Gravitational perturbations of the Higgs field

TL;DR

This paper investigates how classical gravitational backgrounds influence the Higgs field, focusing on the effective potential and energy-momentum tensor in a perturbed FRW metric, using adiabatic and dimensional regularization methods.

Contribution

It provides a detailed analysis of gravitational effects on the Higgs field's effective potential and energy-momentum tensor, including explicit solutions and regularization techniques.

Findings

Gravitational perturbations do not affect the leading order of the Higgs effective potential.

Regularized effective potential retains flat spacetime divergences, allowing standard renormalization.

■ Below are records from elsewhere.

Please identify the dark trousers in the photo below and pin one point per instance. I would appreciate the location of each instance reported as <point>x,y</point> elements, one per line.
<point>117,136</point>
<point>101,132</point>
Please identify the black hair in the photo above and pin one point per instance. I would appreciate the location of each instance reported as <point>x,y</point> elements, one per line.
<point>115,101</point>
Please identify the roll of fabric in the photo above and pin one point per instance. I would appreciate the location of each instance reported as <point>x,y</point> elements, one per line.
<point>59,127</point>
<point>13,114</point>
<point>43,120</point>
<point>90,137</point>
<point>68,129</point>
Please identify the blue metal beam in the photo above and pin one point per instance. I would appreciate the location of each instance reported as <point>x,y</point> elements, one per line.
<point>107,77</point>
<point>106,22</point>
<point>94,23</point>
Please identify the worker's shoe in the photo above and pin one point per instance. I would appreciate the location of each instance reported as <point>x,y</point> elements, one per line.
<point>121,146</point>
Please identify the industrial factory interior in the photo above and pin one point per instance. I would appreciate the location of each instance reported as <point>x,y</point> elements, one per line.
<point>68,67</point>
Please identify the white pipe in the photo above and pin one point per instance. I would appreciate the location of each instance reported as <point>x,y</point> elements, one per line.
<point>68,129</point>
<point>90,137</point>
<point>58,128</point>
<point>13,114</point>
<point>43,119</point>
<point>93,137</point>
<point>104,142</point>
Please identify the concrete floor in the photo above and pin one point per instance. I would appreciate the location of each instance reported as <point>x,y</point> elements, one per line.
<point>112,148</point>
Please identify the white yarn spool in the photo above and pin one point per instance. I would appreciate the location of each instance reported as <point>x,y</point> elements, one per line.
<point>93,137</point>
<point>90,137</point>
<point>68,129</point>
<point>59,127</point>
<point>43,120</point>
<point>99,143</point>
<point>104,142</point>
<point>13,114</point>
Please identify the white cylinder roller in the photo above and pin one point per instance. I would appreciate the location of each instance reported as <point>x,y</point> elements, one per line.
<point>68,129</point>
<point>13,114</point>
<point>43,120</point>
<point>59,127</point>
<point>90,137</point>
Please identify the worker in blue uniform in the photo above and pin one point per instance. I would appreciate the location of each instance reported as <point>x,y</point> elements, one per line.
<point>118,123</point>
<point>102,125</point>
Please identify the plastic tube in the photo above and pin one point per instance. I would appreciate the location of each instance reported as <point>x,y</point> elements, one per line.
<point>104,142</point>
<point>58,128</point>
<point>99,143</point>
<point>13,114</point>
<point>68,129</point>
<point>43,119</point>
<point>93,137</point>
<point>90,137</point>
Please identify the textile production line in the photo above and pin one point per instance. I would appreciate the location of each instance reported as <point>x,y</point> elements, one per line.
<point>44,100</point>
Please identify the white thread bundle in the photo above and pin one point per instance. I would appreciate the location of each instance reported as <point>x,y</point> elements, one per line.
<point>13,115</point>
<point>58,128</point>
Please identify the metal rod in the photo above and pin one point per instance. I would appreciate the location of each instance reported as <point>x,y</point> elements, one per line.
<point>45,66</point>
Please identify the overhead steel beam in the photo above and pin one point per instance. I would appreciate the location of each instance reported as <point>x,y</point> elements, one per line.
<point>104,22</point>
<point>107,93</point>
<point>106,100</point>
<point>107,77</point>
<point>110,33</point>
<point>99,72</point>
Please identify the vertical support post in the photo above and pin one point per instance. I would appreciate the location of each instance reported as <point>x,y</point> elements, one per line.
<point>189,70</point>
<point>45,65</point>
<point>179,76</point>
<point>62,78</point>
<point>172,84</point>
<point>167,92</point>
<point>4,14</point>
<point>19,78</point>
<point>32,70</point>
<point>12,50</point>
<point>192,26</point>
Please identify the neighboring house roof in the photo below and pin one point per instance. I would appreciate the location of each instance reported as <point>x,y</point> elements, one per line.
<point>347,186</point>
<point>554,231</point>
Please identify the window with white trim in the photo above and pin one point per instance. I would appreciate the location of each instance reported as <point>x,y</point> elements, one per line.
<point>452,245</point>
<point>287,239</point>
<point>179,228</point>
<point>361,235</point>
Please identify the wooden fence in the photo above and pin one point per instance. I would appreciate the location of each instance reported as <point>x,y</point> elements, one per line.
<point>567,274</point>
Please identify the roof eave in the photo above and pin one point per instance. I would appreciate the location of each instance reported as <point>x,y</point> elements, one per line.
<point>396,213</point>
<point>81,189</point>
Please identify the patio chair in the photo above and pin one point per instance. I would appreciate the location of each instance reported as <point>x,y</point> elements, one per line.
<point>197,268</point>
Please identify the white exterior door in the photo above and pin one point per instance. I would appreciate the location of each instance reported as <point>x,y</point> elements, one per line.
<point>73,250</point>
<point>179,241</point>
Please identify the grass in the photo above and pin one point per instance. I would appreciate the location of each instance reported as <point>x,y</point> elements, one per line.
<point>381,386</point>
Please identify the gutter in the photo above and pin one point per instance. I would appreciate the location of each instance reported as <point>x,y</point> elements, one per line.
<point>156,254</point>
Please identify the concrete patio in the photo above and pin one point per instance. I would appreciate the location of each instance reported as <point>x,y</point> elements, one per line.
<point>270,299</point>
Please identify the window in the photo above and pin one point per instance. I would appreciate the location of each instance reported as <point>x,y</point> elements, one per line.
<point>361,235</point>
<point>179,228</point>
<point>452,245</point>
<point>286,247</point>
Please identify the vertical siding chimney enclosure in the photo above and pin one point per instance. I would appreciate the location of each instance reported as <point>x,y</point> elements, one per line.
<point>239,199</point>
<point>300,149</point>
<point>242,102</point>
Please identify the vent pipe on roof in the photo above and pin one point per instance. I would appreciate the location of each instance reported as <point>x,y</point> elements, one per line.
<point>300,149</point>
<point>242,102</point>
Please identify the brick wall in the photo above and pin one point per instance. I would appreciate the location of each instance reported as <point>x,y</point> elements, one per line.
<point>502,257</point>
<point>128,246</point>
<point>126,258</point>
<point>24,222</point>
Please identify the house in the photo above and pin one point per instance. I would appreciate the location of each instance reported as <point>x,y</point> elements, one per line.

Explicit expressions for the energy-momentum tensor in a perturbed metric are derived.

Abstract

We study the possible effects of classical gravitational backgrounds on the Higgs field through the modifications induced in the one-loop effective potential and the vacuum expectation value of the energy-momentum tensor. We concentrate our study on the Higgs self-interaction contribution in a perturbed FRW metric. For weak and slowly varying gravitational fields, a complete set of mode solutions for the Klein-Gordon equation is obtained to leading order in the adiabatic approximation. Dimensional regularization has been used in the integral evaluation and a detailed study of the integration of nonrational functions in this formalism has been presented. As expected, the regularized effective potential contains the same divergences as in flat spacetime, which can be renormalized without the need of additional counterterms. We find that, in contrast with other regularization methods, even though metric perturbations affect the mode solutions, they do not contribute to the leading adiabatic order of the potential. We also obtain explicit expressions of the complete energy-momentum tensor for general nonminimal coupling in terms of the perturbed modes. The corresponding leading adiabatic contributions are also obtained.